Let’s look at some ways programming languages make developers miserable:
| Downside | Languages | What happens | Can GPT-5.5 help? |
|---|
| Slow build times because of compiler or project-system constraints | C#, Rust | - Iteration speed collapses.
| no |
| Nullability handled badly or bolted on late | C#, Java | - More debugging during development.
- Avoidable runtime crashes slip through.
- Code reviews miss dangerous assumptions.
| no |
| No static type checking | Python, Elixir | - Refactors feel less safe than they should.
| no |
| Reflection- or decorator-heavy patterns | C#, Java, TypeScript | - Refactors feel less safe than they should.
| yes |
| Allocation-happy idioms | C#, Java, TypeScript, Python | - Ordinary code creates GC pressure.
- Performance problems appear in boring places.
- Efficiency drops without anyone doing anything exotic.
| yes |
| Dependency churn | TypeScript, Python | - Dependencies or sub-dependencies keep breaking.
- Upgrades become a recurring chore.
| yes |
| Overcomplicated project setup | C#, Java, TypeScript | - What if dependency hell, but with your own project’s build system?
| yes |
| Language design favors heavy abstraction | C#, Java | - Simple features disappear under ceremony.
- Tracing behavior takes too long.
- The real problem gets buried under glue code.
| yes |
| Sparse support for expressive static types | Go, C, Python | - You end up repeating the same patterns by hand.
- Reusable code stays more limited than it should.
- Designing clean APIs takes more boilerplate and compromise.
| yes |
| Overly clever type systems | TypeScript, Rust, Scala | - Type checking turns into puzzle solving.
- Compile times get worse.
- Higher barrier to understanding.
| yes |
| Verbose syntax for normal work | C#, Java | - Routine code becomes tiring to write.
- Reading ordinary code takes longer than it should.

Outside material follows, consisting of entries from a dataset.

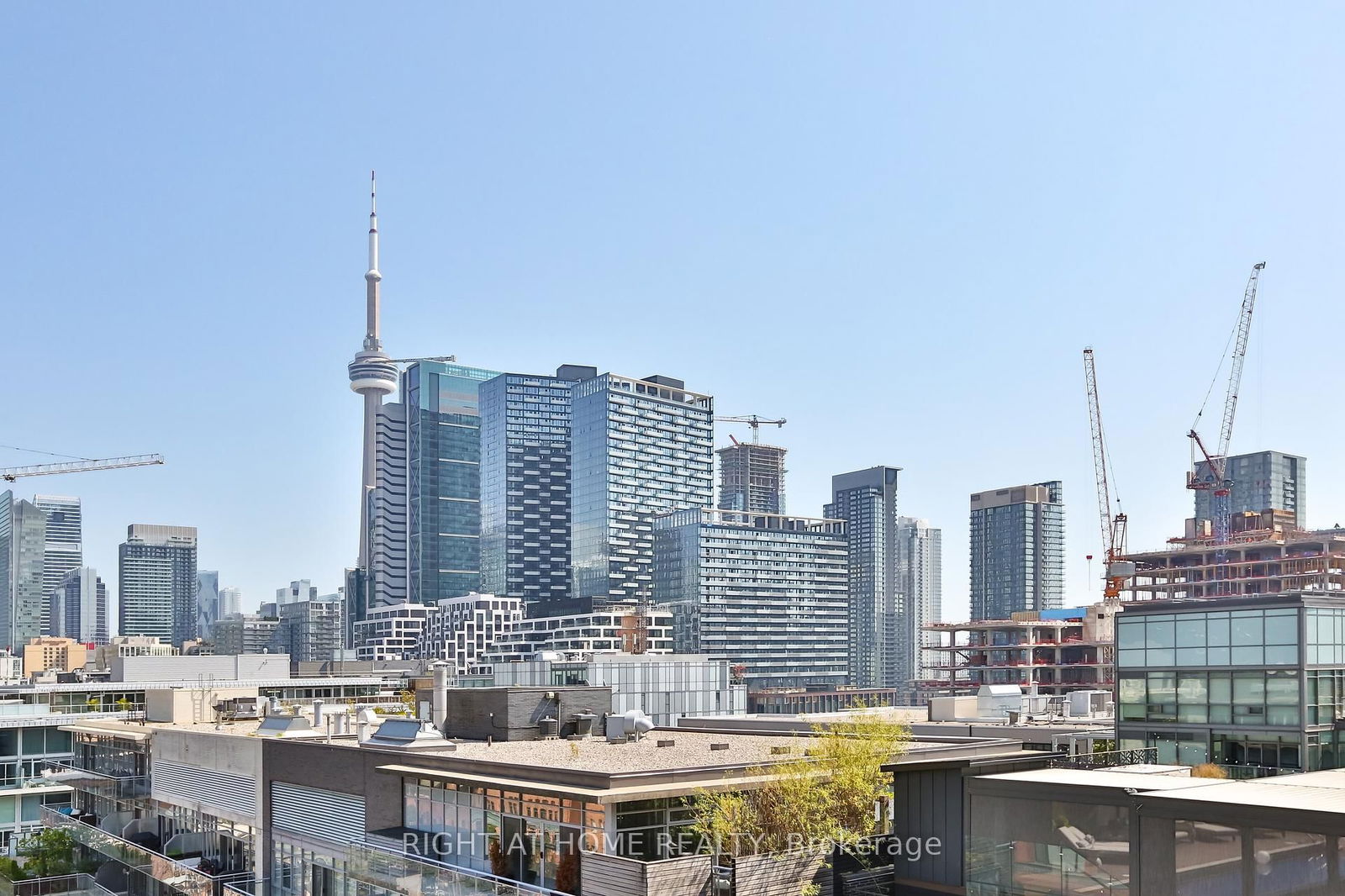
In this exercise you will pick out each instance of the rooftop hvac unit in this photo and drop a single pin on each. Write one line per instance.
(630, 725)
(584, 725)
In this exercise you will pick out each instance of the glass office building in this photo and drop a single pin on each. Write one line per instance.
(881, 651)
(1255, 683)
(760, 589)
(639, 448)
(443, 479)
(526, 488)
(1017, 551)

- Cleanup and experimentation feel more expensive.
| yes |
| Too many syntax special cases | C#, Rust, TypeScript | - The language gets harder to learn.
- People forget edge cases.
- Small mistakes turn into annoying traps.
| yes |
| Async models that infect everything | C#, TypeScript, Python, Rust | - Complexity spreads across the codebase.
- Error handling gets worse.
- Simple flows become harder to follow.
| yes |
Based on this table, guess which language I am starting to despise?
The answer is C#, because its slow compilation times compound its numerous other small weaknesses very painfully.